Dzięki kochani, no z Paryża akurat są jakie są pogoda nie teges i stary sprzęciol był wówczas. Wyobrażam sobie jak pięknie musi być w Paryżu w słoneczny wiosenny czy letni dzień...
wymianiłas sprzęta... i tak przy Adminie sie tym chwalisz...
to Admin wymienił swój sprzęt
na jakąs wielką lufę...?? czy szeroką.. a może oko.. rybie...

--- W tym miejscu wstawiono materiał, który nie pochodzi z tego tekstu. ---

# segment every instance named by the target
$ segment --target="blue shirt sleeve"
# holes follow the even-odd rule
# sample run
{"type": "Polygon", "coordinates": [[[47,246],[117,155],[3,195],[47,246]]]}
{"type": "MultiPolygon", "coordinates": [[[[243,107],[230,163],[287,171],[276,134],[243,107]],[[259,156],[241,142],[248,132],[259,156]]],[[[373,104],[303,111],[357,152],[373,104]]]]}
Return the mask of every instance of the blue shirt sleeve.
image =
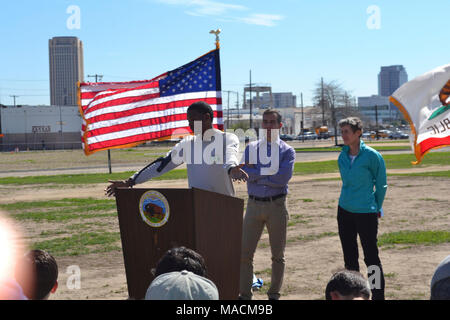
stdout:
{"type": "Polygon", "coordinates": [[[375,201],[377,202],[378,210],[381,210],[387,191],[386,165],[381,154],[377,154],[371,169],[375,178],[375,201]]]}
{"type": "Polygon", "coordinates": [[[263,178],[263,176],[261,176],[261,168],[258,166],[257,163],[254,164],[250,164],[250,160],[249,160],[249,146],[247,145],[247,147],[245,148],[244,151],[244,163],[245,165],[242,167],[242,170],[244,170],[247,174],[248,174],[248,181],[250,182],[255,182],[261,178],[263,178]],[[251,166],[249,166],[249,164],[251,166]]]}
{"type": "Polygon", "coordinates": [[[274,188],[281,188],[286,186],[289,180],[292,178],[292,174],[294,172],[294,164],[295,151],[294,149],[289,148],[282,155],[278,172],[270,176],[261,176],[262,178],[259,179],[257,183],[274,188]]]}

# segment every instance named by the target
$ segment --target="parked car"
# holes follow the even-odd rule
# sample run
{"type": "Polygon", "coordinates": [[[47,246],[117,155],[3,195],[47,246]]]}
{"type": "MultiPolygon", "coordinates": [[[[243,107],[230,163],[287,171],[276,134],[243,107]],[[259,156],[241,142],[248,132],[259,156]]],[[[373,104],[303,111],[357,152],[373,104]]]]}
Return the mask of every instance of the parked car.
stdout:
{"type": "Polygon", "coordinates": [[[295,137],[291,136],[290,134],[281,134],[280,139],[283,141],[292,141],[295,140],[295,137]]]}
{"type": "Polygon", "coordinates": [[[330,131],[327,132],[319,132],[319,135],[317,136],[318,139],[328,139],[330,138],[331,134],[330,131]]]}
{"type": "Polygon", "coordinates": [[[409,135],[402,131],[394,131],[389,135],[389,139],[409,139],[409,135]]]}
{"type": "Polygon", "coordinates": [[[392,133],[392,131],[389,131],[389,130],[378,130],[378,136],[380,138],[389,138],[391,133],[392,133]]]}
{"type": "Polygon", "coordinates": [[[305,132],[303,134],[299,134],[297,136],[298,140],[316,140],[317,139],[317,134],[312,133],[312,132],[305,132]]]}

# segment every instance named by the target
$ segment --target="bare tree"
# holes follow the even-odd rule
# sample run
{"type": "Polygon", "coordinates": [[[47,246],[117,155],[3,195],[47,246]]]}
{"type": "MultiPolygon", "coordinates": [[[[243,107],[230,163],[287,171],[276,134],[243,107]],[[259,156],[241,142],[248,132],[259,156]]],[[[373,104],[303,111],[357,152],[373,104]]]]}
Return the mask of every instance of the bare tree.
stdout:
{"type": "Polygon", "coordinates": [[[337,80],[316,83],[314,103],[322,110],[322,124],[333,126],[337,145],[337,122],[349,116],[360,116],[355,99],[337,80]]]}

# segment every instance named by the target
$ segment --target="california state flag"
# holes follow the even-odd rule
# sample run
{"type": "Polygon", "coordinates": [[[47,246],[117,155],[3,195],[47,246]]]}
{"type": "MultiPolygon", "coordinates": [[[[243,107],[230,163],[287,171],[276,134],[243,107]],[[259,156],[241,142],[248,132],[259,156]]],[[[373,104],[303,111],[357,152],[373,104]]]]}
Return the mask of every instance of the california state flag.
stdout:
{"type": "Polygon", "coordinates": [[[431,149],[450,146],[450,64],[405,83],[389,99],[411,125],[414,164],[431,149]]]}

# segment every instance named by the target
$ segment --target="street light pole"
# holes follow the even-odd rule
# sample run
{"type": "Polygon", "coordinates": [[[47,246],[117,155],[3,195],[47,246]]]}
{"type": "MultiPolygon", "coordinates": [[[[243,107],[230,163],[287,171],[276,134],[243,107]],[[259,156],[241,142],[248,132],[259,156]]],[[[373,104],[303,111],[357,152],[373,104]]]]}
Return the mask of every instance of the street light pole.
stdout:
{"type": "Polygon", "coordinates": [[[302,123],[300,126],[300,134],[302,135],[302,142],[305,142],[305,135],[304,135],[305,119],[304,119],[304,114],[303,114],[304,113],[304,111],[303,111],[303,92],[300,93],[300,101],[302,103],[302,123]]]}
{"type": "Polygon", "coordinates": [[[16,106],[16,98],[18,98],[19,96],[17,95],[11,95],[10,97],[12,97],[14,99],[14,107],[16,106]]]}
{"type": "Polygon", "coordinates": [[[222,92],[226,92],[228,94],[228,104],[227,104],[227,129],[230,127],[230,93],[236,93],[237,95],[237,105],[239,108],[239,92],[237,91],[229,91],[229,90],[222,90],[222,92]]]}
{"type": "MultiPolygon", "coordinates": [[[[98,82],[99,79],[100,79],[100,81],[102,80],[103,75],[102,74],[88,75],[88,78],[95,78],[95,82],[98,82]]],[[[111,151],[110,151],[110,149],[108,149],[108,171],[109,171],[109,174],[112,173],[112,170],[111,170],[111,151]]]]}
{"type": "Polygon", "coordinates": [[[59,128],[60,128],[60,132],[61,132],[61,144],[62,144],[62,148],[64,150],[64,133],[63,133],[63,121],[62,121],[62,110],[61,110],[61,105],[59,105],[59,128]]]}

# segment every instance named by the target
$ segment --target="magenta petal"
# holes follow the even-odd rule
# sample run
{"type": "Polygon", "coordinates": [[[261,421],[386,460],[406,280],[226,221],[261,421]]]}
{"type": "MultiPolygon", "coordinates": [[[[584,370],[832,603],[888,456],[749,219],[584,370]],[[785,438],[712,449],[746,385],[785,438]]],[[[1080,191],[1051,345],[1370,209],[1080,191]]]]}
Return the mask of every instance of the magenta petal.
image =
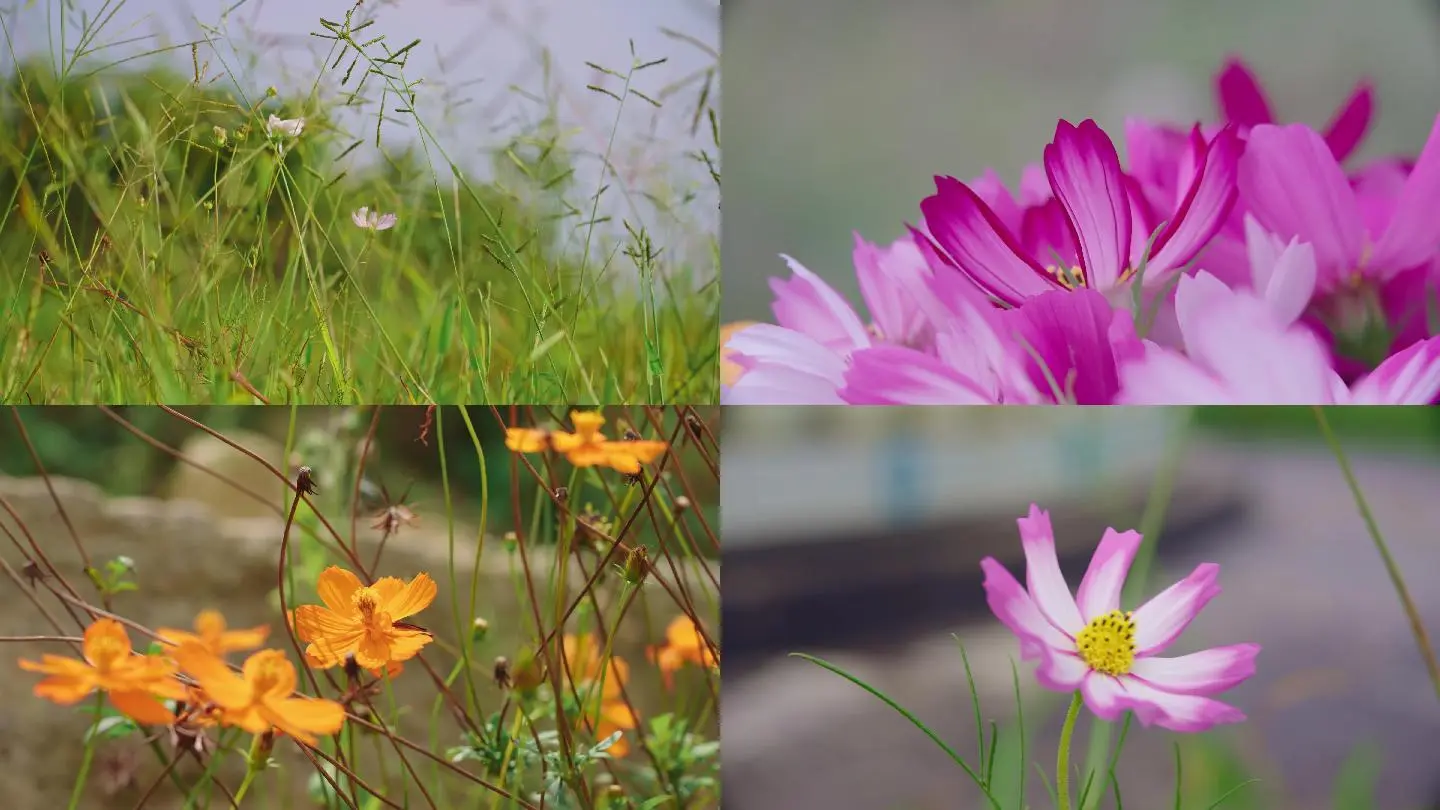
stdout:
{"type": "Polygon", "coordinates": [[[1020,639],[1020,657],[1031,660],[1047,654],[1047,650],[1074,650],[1075,641],[1062,633],[1040,612],[1030,592],[993,557],[980,561],[985,573],[982,585],[990,610],[1001,624],[1020,639]]]}
{"type": "Polygon", "coordinates": [[[1086,286],[1114,287],[1130,260],[1130,201],[1115,144],[1092,120],[1061,121],[1045,146],[1045,173],[1069,214],[1086,286]]]}
{"type": "Polygon", "coordinates": [[[1155,251],[1145,265],[1147,286],[1165,280],[1185,266],[1225,227],[1225,219],[1238,195],[1240,136],[1233,128],[1221,130],[1208,144],[1204,163],[1190,183],[1184,200],[1165,231],[1155,240],[1155,251]]]}
{"type": "Polygon", "coordinates": [[[1440,116],[1400,190],[1390,225],[1366,263],[1385,278],[1429,261],[1440,249],[1440,116]]]}
{"type": "Polygon", "coordinates": [[[1351,405],[1429,405],[1440,397],[1440,337],[1386,358],[1355,383],[1351,405]]]}
{"type": "Polygon", "coordinates": [[[1315,248],[1321,285],[1356,267],[1364,244],[1355,192],[1304,124],[1258,126],[1240,158],[1240,199],[1271,233],[1315,248]]]}
{"type": "Polygon", "coordinates": [[[840,398],[851,405],[997,404],[959,371],[904,346],[874,346],[851,355],[840,398]]]}
{"type": "Polygon", "coordinates": [[[1375,111],[1375,89],[1369,82],[1360,82],[1335,117],[1325,127],[1325,143],[1339,161],[1345,160],[1365,138],[1370,117],[1375,111]]]}
{"type": "Polygon", "coordinates": [[[803,332],[774,324],[747,326],[726,342],[745,373],[727,390],[727,405],[840,405],[845,359],[803,332]]]}
{"type": "Polygon", "coordinates": [[[1005,187],[1005,181],[1000,179],[994,169],[986,169],[984,174],[970,181],[970,190],[990,206],[990,210],[1007,230],[1015,233],[1020,229],[1020,217],[1025,207],[1015,201],[1010,189],[1005,187]]]}
{"type": "Polygon", "coordinates": [[[1080,254],[1075,249],[1075,237],[1066,218],[1065,206],[1059,200],[1047,200],[1040,205],[1025,209],[1020,217],[1020,246],[1030,256],[1042,256],[1046,261],[1064,262],[1075,266],[1080,254]]]}
{"type": "Polygon", "coordinates": [[[1050,292],[1001,315],[1028,347],[1036,388],[1077,405],[1113,402],[1120,382],[1110,343],[1114,308],[1105,296],[1094,290],[1050,292]]]}
{"type": "Polygon", "coordinates": [[[1215,95],[1221,115],[1231,123],[1253,127],[1275,120],[1260,82],[1239,57],[1225,60],[1224,67],[1215,75],[1215,95]]]}
{"type": "Polygon", "coordinates": [[[1022,254],[995,212],[959,180],[935,178],[935,194],[920,202],[920,211],[935,243],[995,298],[1015,306],[1056,288],[1045,268],[1022,254]]]}

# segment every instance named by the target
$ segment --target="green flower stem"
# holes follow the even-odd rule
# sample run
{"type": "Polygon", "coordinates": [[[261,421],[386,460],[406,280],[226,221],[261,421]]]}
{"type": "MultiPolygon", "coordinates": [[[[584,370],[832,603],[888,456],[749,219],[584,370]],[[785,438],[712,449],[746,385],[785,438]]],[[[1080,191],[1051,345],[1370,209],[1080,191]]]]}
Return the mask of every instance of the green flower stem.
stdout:
{"type": "Polygon", "coordinates": [[[99,692],[95,695],[95,723],[90,726],[90,738],[85,741],[85,754],[80,760],[80,773],[75,775],[75,787],[71,789],[70,803],[66,805],[69,810],[80,806],[80,796],[85,793],[85,783],[90,779],[90,763],[95,761],[95,741],[100,738],[95,727],[100,723],[100,710],[104,705],[105,693],[99,692]]]}
{"type": "Polygon", "coordinates": [[[250,756],[246,758],[245,779],[235,791],[235,806],[240,806],[240,800],[245,798],[245,793],[250,790],[250,784],[255,781],[255,775],[265,770],[265,764],[269,761],[268,752],[261,750],[265,739],[264,734],[256,734],[250,741],[250,756]]]}
{"type": "Polygon", "coordinates": [[[1075,732],[1075,718],[1080,716],[1080,707],[1085,698],[1080,690],[1070,698],[1070,710],[1065,712],[1065,725],[1060,727],[1060,751],[1055,755],[1055,794],[1060,799],[1060,810],[1070,810],[1070,735],[1075,732]]]}
{"type": "Polygon", "coordinates": [[[1385,536],[1380,533],[1380,524],[1375,522],[1375,515],[1370,511],[1370,504],[1365,500],[1364,491],[1360,489],[1360,481],[1355,478],[1355,471],[1350,469],[1350,460],[1345,457],[1340,440],[1336,438],[1335,430],[1330,427],[1330,420],[1325,418],[1325,409],[1318,405],[1315,406],[1315,421],[1320,425],[1320,432],[1325,435],[1326,444],[1330,445],[1330,452],[1335,454],[1335,461],[1340,465],[1340,474],[1345,476],[1345,483],[1350,487],[1350,494],[1355,497],[1355,506],[1360,510],[1360,517],[1365,521],[1370,539],[1375,541],[1375,550],[1380,553],[1380,559],[1385,563],[1390,584],[1395,588],[1395,595],[1400,597],[1400,607],[1410,620],[1410,632],[1415,636],[1415,646],[1420,648],[1420,657],[1425,660],[1425,669],[1430,673],[1430,683],[1435,687],[1435,696],[1440,697],[1440,661],[1435,658],[1435,648],[1430,646],[1430,637],[1425,632],[1425,623],[1420,620],[1420,611],[1410,598],[1410,589],[1405,587],[1405,579],[1400,576],[1400,566],[1390,555],[1390,547],[1385,543],[1385,536]]]}

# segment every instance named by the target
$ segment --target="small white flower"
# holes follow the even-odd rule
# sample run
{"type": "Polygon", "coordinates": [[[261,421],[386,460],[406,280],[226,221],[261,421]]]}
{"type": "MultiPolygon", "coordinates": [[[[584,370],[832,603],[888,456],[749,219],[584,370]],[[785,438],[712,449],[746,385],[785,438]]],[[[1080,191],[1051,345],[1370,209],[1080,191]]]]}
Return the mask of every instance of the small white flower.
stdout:
{"type": "Polygon", "coordinates": [[[364,206],[350,215],[356,225],[367,231],[388,231],[395,227],[394,214],[382,214],[379,211],[371,211],[369,206],[364,206]]]}
{"type": "Polygon", "coordinates": [[[304,118],[281,118],[271,114],[270,120],[265,122],[265,132],[269,135],[289,135],[292,138],[298,138],[304,131],[304,118]]]}

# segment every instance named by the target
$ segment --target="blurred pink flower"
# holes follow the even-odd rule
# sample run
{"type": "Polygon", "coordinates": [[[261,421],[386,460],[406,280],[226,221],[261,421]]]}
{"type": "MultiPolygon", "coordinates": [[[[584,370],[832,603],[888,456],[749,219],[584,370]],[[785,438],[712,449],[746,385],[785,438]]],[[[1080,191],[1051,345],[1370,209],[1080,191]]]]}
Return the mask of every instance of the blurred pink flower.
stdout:
{"type": "MultiPolygon", "coordinates": [[[[1220,114],[1227,122],[1240,127],[1242,134],[1251,127],[1275,123],[1265,89],[1239,57],[1226,59],[1215,74],[1215,99],[1220,114]]],[[[1336,161],[1349,157],[1364,140],[1374,111],[1375,90],[1369,81],[1362,79],[1325,126],[1325,145],[1336,161]]]]}
{"type": "Polygon", "coordinates": [[[1175,310],[1184,353],[1147,343],[1122,362],[1117,404],[1424,405],[1440,395],[1440,338],[1347,386],[1320,337],[1255,292],[1201,272],[1180,279],[1175,310]]]}
{"type": "Polygon", "coordinates": [[[1142,725],[1205,731],[1245,714],[1218,695],[1255,674],[1258,644],[1214,647],[1175,658],[1164,652],[1211,599],[1220,566],[1202,563],[1190,576],[1133,611],[1120,592],[1140,547],[1139,532],[1107,529],[1074,595],[1060,572],[1048,512],[1030,506],[1020,518],[1025,550],[1022,586],[993,557],[980,562],[990,609],[1020,640],[1020,657],[1037,661],[1036,680],[1058,692],[1078,690],[1097,717],[1134,712],[1142,725]]]}
{"type": "Polygon", "coordinates": [[[350,215],[350,219],[367,231],[388,231],[395,227],[396,217],[394,214],[382,214],[371,211],[369,206],[362,206],[350,215]]]}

A teraz parę słów o sylwestrze. Gdy szukałam jakiś ofert na sylwka rzuciła mi się w oczy oferta Sylwestra w Paryżu. Na zdjeciach było mnóstwo sztucznych ognii przy wieży Eiffla oraz z Pól Elizejskich, cena również była atrakcyjna bo jak dobrze pamiętam to było 800zł za 3 dni+parę godzin w Brukseli. Nie namyslając się długo zdecydowaliśmy się spędzić niezapomnianego sylwka w mieście zakochanych. Myślałam wówczas, że nie może być dużo piękniejszych miejsc niż właśnie Paryż w tym szczególnym okresie.
Przywieziono nas na Pola Elizejskie coś ok 23. Było mnówstwo ludzi, którzy chodzili tam i spowrotem, my również postanowiliśmy iść w stronę Łuku bo liczyłam, że tam może jest jakaś scena i cuś się dzieje, jednak nic z tym rzeczy. Tak sobie spacerując, z jeszcze jedną parą, którą poznaliśmy na wycieczce w pewnym momencie zaczęliśmy się zastanawiać o co kaman bo nagle ludzie zaczęli się przytulać, całować i składać życzenia....hmmm, patrzymy na zegarki, no faktycznie północ. Czekamy na sztuczne ognie,ale nic się nie dzieje....może zegarki im źle chodzą, no ale minęło 15 minut, 30 i dalej nic....Wypiliśmy co mieliśmy i w niezbyt dobrych humorach poszliśmy do autokaru. Tam się okazało, że nie tylko my jesteśmy zawiedzeni, ale ponieważ wszyscy byli wcięci całą drogę do hotelu sobie żartowaliśmy z naszego "wystrzałowego" sylwka . Na drugi dzień, gdy już każdy wytrzeźwiał nikomu nie było do śmiechu gdy sobie przypomniał jak dał się nabrać
Tak więc jeśli ktoś planuje sywlka w Paryżu niech zapomni o sztucznych ogniach, występach i zabawie!!!! Nic się tam nie dzieje
Asiu ja bardzo żałuję, że nie trafiłam na taką relację jak się zastanawiałam nad sylwkiem. Paryż jak najbardziej polecam, ale lepsze miesiące do zwiedzania niż grudzień, ale sylwek tam to strata pieniędzy...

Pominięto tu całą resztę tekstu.